On Tuesday, Clendenin's ambulance station hosted its grand reopening, in a newly renovated and repaired building.

Bush's call to the woman with the injured femur was one of the last he and his coworkers took from their EMS station on Koontz Avenue, which sits just a few blocks off the Elk River. Flood waters filled the station not long after, rising about seven feet in the interior of the brick building and leaving visible mold on the walls after it drained.

"We were victims too. My heart sunk [after the flooding]," said Tim Barrett, a captain and shift commander for Kanawha County EMS services who was on duty during the worst of last June's floods.

Following the flooding, the Clendenin EMS station was out of commission due to the damage, and services began running through Elkview, which lies about 10 miles further from the town. This led to increased response times for all calls in Clendenin, a dangerous risk, Barrett said, when it comes to ambulances, and one he is happy will no longer exist.

"This reopening is huge - it's a big deal. It'll reduce response time, and in life and death situations, every minute counts," Barrett said.

The Clendenin EMTs worked out of Elkview for seven or eight months, Bush said, before the Methodist Church that sits a block down the road offered to let them use an annex building to run calls out of. Still, the full service wasn't there.

"People were very worried we weren't coming back," said Glenn Summers, Clendenin resident and treasurer for the Kanawha County Ambulance Authority Board. "This [reopening] is just another piece of the puzzle back together. We're getting back to full strength."

The newly-renovated building features all the same amenities as the old one - a fully functional kitchen, a rec room with couches and a TV and rooms with beds so EMTs can rest during overnight shifts. Following the flooding, Summers said people involved with the Ambulance Authority, Kanawha County Commission and the EMTs worked endlessly to rid the building of mold and get renovations under way so they could reopen as soon as possible and provide the comfort and security of their presence to Clendenin residents.

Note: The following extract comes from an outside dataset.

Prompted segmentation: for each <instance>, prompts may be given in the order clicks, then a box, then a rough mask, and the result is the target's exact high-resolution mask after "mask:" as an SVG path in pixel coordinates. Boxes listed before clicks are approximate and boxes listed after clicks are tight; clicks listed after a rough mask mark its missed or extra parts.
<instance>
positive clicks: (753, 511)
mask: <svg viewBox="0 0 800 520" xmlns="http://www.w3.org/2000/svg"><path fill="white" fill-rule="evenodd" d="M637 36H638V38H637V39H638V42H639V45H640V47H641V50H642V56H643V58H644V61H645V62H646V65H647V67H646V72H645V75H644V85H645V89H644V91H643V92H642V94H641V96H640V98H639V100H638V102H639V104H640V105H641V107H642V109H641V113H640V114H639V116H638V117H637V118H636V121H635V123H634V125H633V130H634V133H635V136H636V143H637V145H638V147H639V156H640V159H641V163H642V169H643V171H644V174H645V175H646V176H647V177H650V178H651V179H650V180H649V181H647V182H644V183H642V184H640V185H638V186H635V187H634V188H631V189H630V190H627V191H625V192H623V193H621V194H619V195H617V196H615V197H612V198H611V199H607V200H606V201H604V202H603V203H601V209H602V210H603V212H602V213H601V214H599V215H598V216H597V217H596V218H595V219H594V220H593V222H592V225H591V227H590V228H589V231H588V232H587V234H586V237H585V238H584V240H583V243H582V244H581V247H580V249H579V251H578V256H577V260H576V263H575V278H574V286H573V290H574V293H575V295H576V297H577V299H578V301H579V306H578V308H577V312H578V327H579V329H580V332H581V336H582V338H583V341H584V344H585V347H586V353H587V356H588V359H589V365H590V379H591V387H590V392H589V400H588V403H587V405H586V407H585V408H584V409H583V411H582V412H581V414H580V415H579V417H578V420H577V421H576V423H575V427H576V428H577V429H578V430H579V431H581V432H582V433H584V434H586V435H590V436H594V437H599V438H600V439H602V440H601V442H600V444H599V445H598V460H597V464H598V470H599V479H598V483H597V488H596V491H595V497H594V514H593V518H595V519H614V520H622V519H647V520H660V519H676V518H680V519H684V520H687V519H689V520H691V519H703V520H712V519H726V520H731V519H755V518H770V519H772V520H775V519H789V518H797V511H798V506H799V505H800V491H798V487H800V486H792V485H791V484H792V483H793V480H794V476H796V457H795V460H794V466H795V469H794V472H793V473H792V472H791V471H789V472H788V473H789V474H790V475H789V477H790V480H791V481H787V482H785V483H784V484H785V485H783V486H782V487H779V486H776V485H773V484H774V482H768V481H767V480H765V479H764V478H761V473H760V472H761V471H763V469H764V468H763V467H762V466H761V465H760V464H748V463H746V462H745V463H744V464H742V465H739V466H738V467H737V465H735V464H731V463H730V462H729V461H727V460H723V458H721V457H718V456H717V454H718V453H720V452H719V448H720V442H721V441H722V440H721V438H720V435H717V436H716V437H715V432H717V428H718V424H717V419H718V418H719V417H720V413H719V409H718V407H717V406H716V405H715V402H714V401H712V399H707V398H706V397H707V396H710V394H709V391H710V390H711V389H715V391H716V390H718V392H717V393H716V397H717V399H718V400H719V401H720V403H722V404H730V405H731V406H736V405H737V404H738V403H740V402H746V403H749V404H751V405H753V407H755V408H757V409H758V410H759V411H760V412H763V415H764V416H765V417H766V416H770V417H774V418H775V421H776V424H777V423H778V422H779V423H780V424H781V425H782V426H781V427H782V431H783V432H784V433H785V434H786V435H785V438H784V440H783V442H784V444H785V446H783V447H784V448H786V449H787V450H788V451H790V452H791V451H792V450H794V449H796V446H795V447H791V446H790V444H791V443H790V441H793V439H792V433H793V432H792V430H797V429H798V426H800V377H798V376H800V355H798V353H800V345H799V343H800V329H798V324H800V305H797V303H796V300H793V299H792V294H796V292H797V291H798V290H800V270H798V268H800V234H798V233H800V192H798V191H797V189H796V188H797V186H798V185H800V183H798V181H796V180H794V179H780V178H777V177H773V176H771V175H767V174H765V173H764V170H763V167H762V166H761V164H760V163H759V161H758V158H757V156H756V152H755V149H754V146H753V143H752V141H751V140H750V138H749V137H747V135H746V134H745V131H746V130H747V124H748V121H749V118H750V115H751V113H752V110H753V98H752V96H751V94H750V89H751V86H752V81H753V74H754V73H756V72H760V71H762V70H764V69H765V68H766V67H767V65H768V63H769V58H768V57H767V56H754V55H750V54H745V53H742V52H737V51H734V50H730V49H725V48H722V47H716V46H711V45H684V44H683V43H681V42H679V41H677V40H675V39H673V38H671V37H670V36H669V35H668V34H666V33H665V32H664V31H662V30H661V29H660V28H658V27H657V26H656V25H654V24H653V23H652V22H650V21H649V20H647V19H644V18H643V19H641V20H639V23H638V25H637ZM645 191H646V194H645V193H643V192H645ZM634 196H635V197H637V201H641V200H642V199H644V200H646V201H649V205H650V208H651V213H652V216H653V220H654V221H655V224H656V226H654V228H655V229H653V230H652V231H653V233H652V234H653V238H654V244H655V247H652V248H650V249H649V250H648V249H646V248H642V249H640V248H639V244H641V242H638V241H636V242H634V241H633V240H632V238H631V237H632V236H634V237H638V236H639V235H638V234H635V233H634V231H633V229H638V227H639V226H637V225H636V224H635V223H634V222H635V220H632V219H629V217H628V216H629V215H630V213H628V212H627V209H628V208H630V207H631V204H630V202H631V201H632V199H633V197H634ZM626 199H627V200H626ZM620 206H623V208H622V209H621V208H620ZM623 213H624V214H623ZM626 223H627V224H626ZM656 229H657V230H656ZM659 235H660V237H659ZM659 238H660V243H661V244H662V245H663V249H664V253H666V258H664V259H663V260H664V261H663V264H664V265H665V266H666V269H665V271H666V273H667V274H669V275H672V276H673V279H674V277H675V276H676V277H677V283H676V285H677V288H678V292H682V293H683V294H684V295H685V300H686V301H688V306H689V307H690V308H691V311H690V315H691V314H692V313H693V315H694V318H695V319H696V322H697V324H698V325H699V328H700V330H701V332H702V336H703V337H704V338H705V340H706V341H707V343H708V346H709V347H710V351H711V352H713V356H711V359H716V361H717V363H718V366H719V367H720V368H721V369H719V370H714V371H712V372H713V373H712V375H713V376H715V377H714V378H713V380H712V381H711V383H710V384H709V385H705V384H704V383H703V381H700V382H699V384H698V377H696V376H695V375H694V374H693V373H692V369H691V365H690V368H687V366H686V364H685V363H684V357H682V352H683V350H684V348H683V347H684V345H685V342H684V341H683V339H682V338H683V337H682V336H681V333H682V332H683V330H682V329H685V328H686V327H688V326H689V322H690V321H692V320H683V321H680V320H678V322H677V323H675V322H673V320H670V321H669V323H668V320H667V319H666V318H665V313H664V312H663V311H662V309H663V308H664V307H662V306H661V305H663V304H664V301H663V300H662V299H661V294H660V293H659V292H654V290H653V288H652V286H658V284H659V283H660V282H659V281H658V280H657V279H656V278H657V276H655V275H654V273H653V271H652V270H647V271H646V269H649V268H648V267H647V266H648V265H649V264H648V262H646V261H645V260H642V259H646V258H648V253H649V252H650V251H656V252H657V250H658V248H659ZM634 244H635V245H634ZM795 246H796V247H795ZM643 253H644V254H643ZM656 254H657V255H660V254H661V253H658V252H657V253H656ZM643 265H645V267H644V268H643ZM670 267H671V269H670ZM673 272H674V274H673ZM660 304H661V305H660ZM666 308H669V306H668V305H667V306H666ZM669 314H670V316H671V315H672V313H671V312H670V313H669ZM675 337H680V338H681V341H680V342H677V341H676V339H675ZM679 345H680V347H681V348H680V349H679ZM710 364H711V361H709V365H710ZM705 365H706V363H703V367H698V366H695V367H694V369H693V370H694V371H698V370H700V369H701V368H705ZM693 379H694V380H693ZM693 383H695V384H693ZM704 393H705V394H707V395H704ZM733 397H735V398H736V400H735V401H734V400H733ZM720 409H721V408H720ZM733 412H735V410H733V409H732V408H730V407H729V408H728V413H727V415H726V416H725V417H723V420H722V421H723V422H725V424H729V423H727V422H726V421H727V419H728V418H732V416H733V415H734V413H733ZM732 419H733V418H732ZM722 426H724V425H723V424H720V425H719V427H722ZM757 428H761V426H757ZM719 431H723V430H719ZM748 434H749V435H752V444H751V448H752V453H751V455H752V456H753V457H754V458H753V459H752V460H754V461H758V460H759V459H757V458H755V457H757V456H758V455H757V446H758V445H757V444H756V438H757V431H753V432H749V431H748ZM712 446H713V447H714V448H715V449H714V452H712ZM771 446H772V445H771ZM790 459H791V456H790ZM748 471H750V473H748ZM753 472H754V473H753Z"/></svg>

Now, with the station reopened Wayne Harmon, paramedic supervisor for Kanawha County, said their main focus is moving forward, just like they've been doing in the last year, a sentiment that resonated with Summers,

"The flood was a year ago, but we're not thinking about that anymore," Summers said. "Every day is one more day past that. This shows that the town is ready to recover, we're focused on moving forward."